How do I convert csv file to rdd

I'm new to spark. I want to perform some operations on particular data in a CSV record.

I'm trying to read a CSV file and convert it to RDD. My further operations are based on the heading provided in CSV file.

(From comments) This is my code so far:

final JavaRDD<String> File = sc.textFile(Filename).cache();
final JavaRDD<String> lines = File.flatMap(new FlatMapFunction<String, String>() { 
    @Override public Iterable<String> call(String s) { 
    return Arrays.asList(EOL.split(s)); 
    } 
});
final String heading=lines.first().toString();

I can get the header values like this. I want to map this to each record in CSV file.

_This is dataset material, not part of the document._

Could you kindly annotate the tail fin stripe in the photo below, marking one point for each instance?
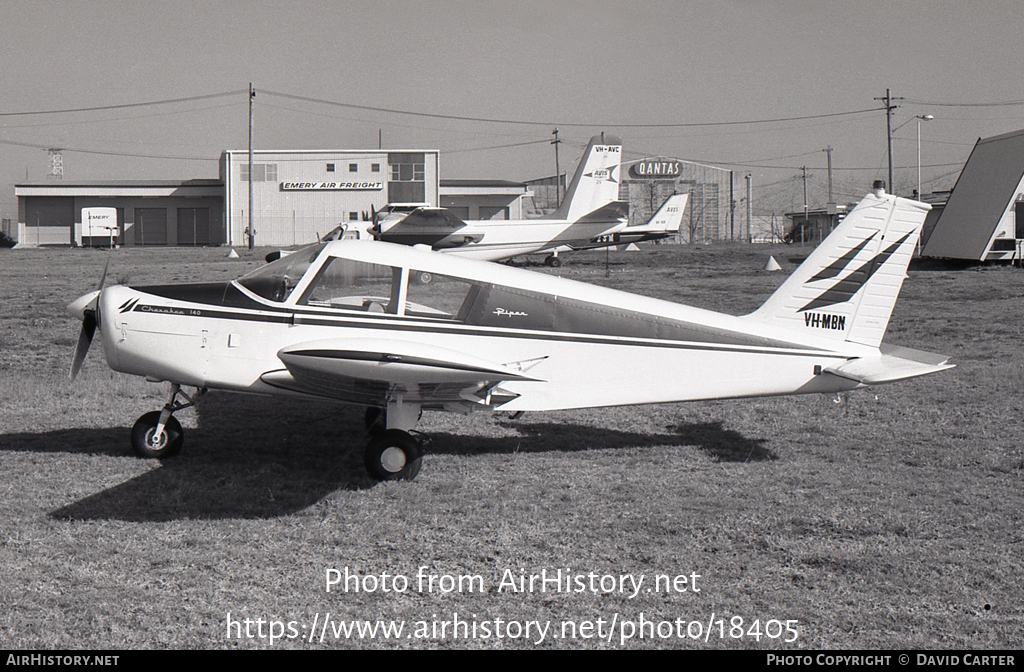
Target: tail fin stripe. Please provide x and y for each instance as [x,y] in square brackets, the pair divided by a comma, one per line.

final String[] header=heading.split(" "); 

I can get the header values like this. I want to map this to each record in CSV file.

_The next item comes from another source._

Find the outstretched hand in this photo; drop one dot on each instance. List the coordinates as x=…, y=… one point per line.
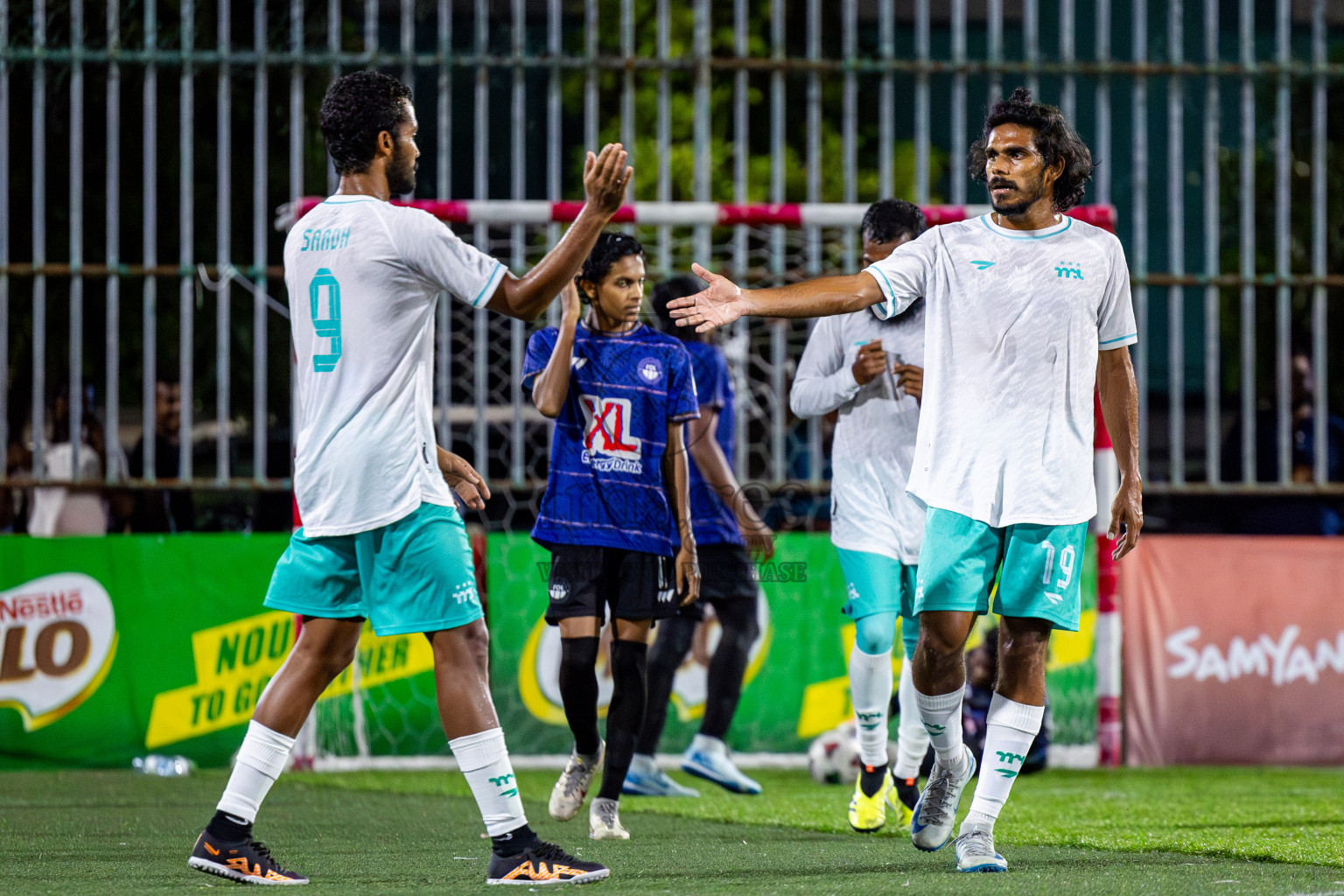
x=718, y=305
x=606, y=178
x=464, y=480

In java I’m using CSVReader record.getColumnValue(Column header) to get the particular value. I need to do something similar to that here.


A simplistic approach would be to have a way to preserve the header.

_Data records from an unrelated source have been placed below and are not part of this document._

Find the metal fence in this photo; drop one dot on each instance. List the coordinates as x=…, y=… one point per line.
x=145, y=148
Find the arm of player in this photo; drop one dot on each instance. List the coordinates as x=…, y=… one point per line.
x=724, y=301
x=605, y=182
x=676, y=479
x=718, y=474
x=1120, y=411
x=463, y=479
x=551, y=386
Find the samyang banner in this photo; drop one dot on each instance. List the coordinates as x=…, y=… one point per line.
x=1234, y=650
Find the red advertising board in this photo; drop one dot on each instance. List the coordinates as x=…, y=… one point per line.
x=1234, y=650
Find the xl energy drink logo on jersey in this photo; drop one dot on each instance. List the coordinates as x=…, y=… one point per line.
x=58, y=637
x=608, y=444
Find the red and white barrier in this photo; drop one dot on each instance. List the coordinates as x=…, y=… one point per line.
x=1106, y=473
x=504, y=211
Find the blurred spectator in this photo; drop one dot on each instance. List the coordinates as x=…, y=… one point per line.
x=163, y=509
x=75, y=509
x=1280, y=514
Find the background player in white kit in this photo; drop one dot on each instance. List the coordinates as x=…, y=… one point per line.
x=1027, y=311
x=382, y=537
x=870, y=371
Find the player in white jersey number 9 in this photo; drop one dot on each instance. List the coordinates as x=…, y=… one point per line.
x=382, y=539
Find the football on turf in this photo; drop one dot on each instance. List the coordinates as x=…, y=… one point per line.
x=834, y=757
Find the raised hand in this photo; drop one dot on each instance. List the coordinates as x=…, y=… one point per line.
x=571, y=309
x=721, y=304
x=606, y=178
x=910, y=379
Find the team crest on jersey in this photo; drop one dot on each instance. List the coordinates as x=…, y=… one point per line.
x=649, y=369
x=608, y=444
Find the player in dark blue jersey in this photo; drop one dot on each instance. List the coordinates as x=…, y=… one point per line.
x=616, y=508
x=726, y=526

Let's say you have a file.csv like:

user, topic, hits
om,  scala, 120
daniel, spark, 80
3754978, spark, 1

We can define a header class that uses a parsed version of the first row:

class SimpleCSVHeader(header:Array[String]) extends Serializable {
  val index = header.zipWithIndex.toMap
  def apply(array:Array[String], key:String):String = array(index(key))
}

That we can use that header to address the data further down the road:

val csv = sc.textFile("file.csv")  // original file
val data = csv.map(line => line.split(",").map(elem => elem.trim)) //lines in rows
val header = new SimpleCSVHeader(data.take(1)(0)) // we build our header with the first line
val rows = data.filter(line => header(line,"user") != "user") // filter the header out
val users = rows.map(row => header(row,"user")
val usersByHits = rows.map(row => header(row,"user") -> header(row,"hits").toInt)
...

Note that the header is not much more than a simple map of a mnemonic to the array index. Pretty much all this could be done on the ordinal place of the element in the array, like user = row(0)

PS: Welcome to Scala :-)


You can use the spark-csv library: https://github.com/databricks/spark-csv

This is directly from the documentation:

import org.apache.spark.sql.SQLContext

SQLContext sqlContext = new SQLContext(sc);

HashMap<String, String> options = new HashMap<String, String>();
options.put("header", "true");
options.put("path", "cars.csv");

DataFrame df = sqlContext.load("com.databricks.spark.csv", options);

Firstly I must say that it's much much simpler if you put your headers in separate files - this is the convention in big data.

Anyway Daniel's answer is pretty good, but it has an inefficiency and a bug, so I'm going to post my own. The inefficiency is that you don't need to check every record to see if it's the header, you just need to check the first record for each partition. The bug is that by using .split(",") you could get an exception thrown or get the wrong column when entries are the empty string and occur at the start or end of the record - to correct that you need to use .split(",", -1). So here is the full code:

val header =
  scala.io.Source.fromInputStream(
    hadoop.fs.FileSystem.get(new java.net.URI(filename), sc.hadoopConfiguration)
    .open(new hadoop.fs.Path(path)))
  .getLines.head

val columnIndex = header.split(",").indexOf(columnName)

sc.textFile(path).mapPartitions(iterator => {
  val head = iterator.next()
  if (head == header) iterator else Iterator(head) ++ iterator
})
.map(_.split(",", -1)(columnIndex))

Final points, consider Parquet if you want to only fish out certain columns. Or at least consider implementing a lazily evaluated split function if you have wide rows.